Fabián García (January 20, 1871 – August 6, 1948) was a Mexican-American horticulturist who has been described as "the father of the New Mexican food industry". Among other things, he helped to develop new varieties of chile peppers, pecans, and onions that are still grown in New Mexico. For example, in 1921, he introduced the "New Mexico No. 9", a strain of chile pepper which became the genetic ancestor of all New Mexico chiles.

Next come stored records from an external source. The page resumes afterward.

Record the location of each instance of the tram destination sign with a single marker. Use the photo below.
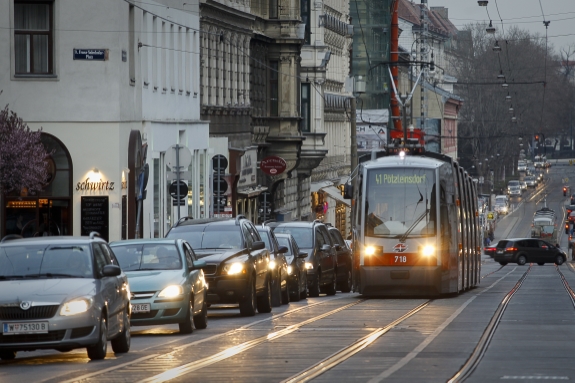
(90, 54)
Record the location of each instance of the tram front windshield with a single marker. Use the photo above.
(400, 203)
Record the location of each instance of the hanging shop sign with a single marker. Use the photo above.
(273, 165)
(88, 185)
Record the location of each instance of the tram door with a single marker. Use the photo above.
(38, 217)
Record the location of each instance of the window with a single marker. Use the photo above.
(33, 40)
(305, 108)
(274, 91)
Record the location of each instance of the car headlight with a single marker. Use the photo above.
(234, 268)
(428, 250)
(171, 291)
(77, 306)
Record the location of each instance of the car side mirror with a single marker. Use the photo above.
(258, 245)
(111, 271)
(198, 265)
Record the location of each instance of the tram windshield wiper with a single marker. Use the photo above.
(410, 229)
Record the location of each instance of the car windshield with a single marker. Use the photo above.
(46, 261)
(400, 203)
(209, 237)
(302, 235)
(134, 257)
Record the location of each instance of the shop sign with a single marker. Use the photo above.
(273, 165)
(94, 185)
(91, 54)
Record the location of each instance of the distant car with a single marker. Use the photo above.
(62, 293)
(489, 250)
(280, 293)
(344, 263)
(297, 272)
(530, 181)
(525, 250)
(166, 281)
(238, 263)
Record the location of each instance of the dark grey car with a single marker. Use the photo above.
(62, 293)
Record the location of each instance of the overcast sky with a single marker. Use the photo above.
(525, 14)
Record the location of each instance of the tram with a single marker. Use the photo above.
(415, 226)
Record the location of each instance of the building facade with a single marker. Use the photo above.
(114, 86)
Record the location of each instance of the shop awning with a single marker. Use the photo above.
(335, 193)
(252, 192)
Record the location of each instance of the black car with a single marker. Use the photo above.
(344, 264)
(280, 293)
(525, 250)
(237, 261)
(297, 273)
(321, 263)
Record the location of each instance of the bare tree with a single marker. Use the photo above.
(22, 155)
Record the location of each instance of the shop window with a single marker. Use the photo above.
(33, 37)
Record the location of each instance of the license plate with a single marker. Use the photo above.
(25, 328)
(141, 308)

==Early life and education==
García was born in Chihuahua, Mexico, on January 20, 1871, to Ricardo García and Refugio Romero de García. He became an orphan at the age of two. He then moved to the U.S. Territory of New Mexico with his paternal grandmother, Jacoba García. He originally lived in the Mimbres Valley in the southwestern part of the state, but he and his grandmother later moved to the Mesilla Valley. In 1889, he became a naturalized citizen of the United States, and in 1890, he began taking classes at the New Mexico College of Agriculture and Mechanic Arts (NMA&MA, now known as New Mexico State University). García was a member of the school's first graduating class in 1894, receiving a Bachelor of Science degree that year. He went on to attend Cornell University to do graduate research in the 1899–1900 academic year before returning to the New Mexico College of Agriculture and Mechanic Arts, where he received his master's degree in 1905 or 1906.

==Academic career==
García became the first director of the Agricultural Experiment Station at New Mexico College of Agriculture and Mechanic Arts in 1913 or 1914. He also became a professor of horticulture at the college in 1906. For many years, he was the only faculty member of Mexican descent at the college. According to New Mexico State University, when García became director of the Station, he also became "the first Hispanic in the nation to lead a land-grant agricultural research station." Later in his career, he began providing rooms to Mexican-American students at the college in the horticulture farm on campus. He retired from NMA&MA in 1945 after becoming ill.

==Personal life and death==
García married Julieta Amador, a member of a prominent Mimbres Valley family, in 1907. They remained married until her death in 1920; García never remarried. He died on August 6, 1948, at McBride’s Hospital in Las Cruces, New Mexico, three years after being diagnosed with Parkinson's disease. He left his entire estate to New Mexico State University, including $89,000 toward the construction of a dormitory on campus for Hispanic students, and to provide scholarships to these students. The resulting dormitory, Fabián García Memorial Hall, was dedicated on October 17, 1949. In explaining why he left his estate to the university, he said, "I want to help poor boys, for I know their hardship."

==Recognition and legacy==
The Fabián García Science Center at New Mexico State University is named after Garcia, as are the university's Center for International Programs, Garcia Hall, and the building containing their Center for International Programs. In 2005, García was inducted into the American Society for Horticultural Science Hall of Fame. In 2019, he became the first Hispanic and the first New Mexican to be inducted into the National Agricultural Center and Hall of Fame.

The Fabián García Collection, consisting of his papers, correspondence, manuscripts, notebooks, speeches and additional materials, is held in the New Mexico State University Library Archives and Special Collections. The archive also contains his professional papers, business documents, and a selection of photographs.